The four-hour A&E waiting time target could be scrapped after the NHS in England recorded its worst figure on record, the Health Secretary has hinted.

Matt Hancock said on Wednesday that performance must be “judged by the right targets” after official data showed only 79.8% of emergency patients were seen within four hours in December.

This was the worst performance ever against the target that 95% of A&E patients should be seen and treated, discharged or admitted to hospital within that timescale.

NHS England was already piloting new targets so patients with the most serious conditions receive treatment within an hour while others with more minor complaints wait longer.

General Election 2019
Health Secretary Matt Hancock said ‘targets have to be clinically appropriate’ (Yui Mok/PA)

Mr Hancock suggested the trials could become permanent across the country when he was questioned about the NHS’s performance under the Tories.

“We will be judged by the right targets,” he told BBC Radio 5 Live. “Targets have to be clinically appropriate.”
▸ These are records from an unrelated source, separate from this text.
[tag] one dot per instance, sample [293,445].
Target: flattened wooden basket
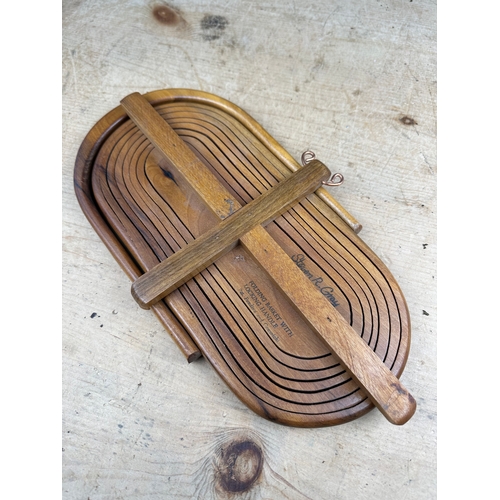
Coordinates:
[275,354]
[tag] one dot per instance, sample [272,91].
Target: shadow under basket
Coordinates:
[233,312]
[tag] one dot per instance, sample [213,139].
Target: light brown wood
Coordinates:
[381,386]
[332,77]
[173,272]
[245,326]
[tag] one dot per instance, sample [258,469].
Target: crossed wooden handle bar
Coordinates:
[244,225]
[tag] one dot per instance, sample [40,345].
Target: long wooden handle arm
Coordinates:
[173,272]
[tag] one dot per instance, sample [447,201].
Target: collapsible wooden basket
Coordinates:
[277,326]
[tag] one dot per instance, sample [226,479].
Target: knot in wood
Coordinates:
[238,465]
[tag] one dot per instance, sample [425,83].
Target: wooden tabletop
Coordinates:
[356,83]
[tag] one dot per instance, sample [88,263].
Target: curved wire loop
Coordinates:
[335,180]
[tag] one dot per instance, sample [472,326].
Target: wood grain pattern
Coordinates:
[256,340]
[173,272]
[342,79]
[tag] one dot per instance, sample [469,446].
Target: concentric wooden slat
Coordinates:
[127,190]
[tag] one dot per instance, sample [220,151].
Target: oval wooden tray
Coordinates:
[232,312]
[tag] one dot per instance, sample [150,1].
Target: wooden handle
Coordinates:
[173,272]
[377,381]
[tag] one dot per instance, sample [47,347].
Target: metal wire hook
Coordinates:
[335,180]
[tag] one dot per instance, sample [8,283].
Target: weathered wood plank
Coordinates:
[344,80]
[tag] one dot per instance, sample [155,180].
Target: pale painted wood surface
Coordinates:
[356,83]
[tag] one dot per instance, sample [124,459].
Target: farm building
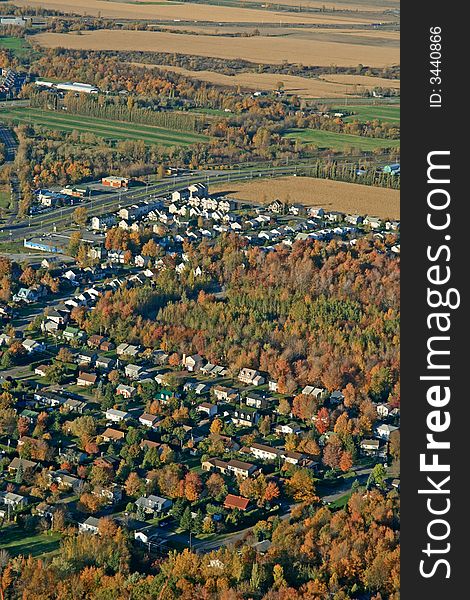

He continued: “The four-hour target in A&E – which is often taken as the top way of measuring what’s going on in hospitals – the problem with that target is that, increasingly, people can be treated on the day and able to go home.

“That is much better for the patient and also better for the NHS, and yet the way that’s counted in the target doesn’t work.”

Royal College of Emergency Medicine president Dr Katherine Henderson said targets testing “should soon draw to a close” because medics are yet to see anything to indicate a “viable replacement” for the four-hour measure.

“Rather than focus on ways around the target, we need to get back to the business of delivering on it,” she added.

Susan Masters, a director at the Royal College of Nursing (RCN), warned ministers to ensure their words do not cause patients and staff to fear “waiting hours on end is now acceptable”.

“A&E departments are far too commonly understaffed and the resources must be found to ensure patients can be safely cared for,” she said.

“When the data to inform any review is available, the RCN and its members will closely examine a clinical case for change.”

The NHS England figures also showed that more people than ever are on waiting lists for treatment.

At Prime Minister’s Questions Boris Johnson conceded NHS waiting times are “unacceptable” and promised “we will get those waiting lists down”.

Labour’s shadow health secretary, Jonathan Ashworth, said: “Changing the A&E target won’t magic away the problems in our overcrowded hospitals, with patients left on trolleys in corridors for hours and hours.

“Any review of targets must be transparent and based on watertight clinical evidence, otherwise patients will think Matt Hancock is trying to move the goalposts to avoid scrutiny of the Government’s record.

“After years of austerity under the Tories, the Government’s first priority must be to give the NHS the funding and staff it needs to end the waiting time crisis.”

NHS England faced allegations of trying to abandon key targets because they cannot be met when pilots were announced in March.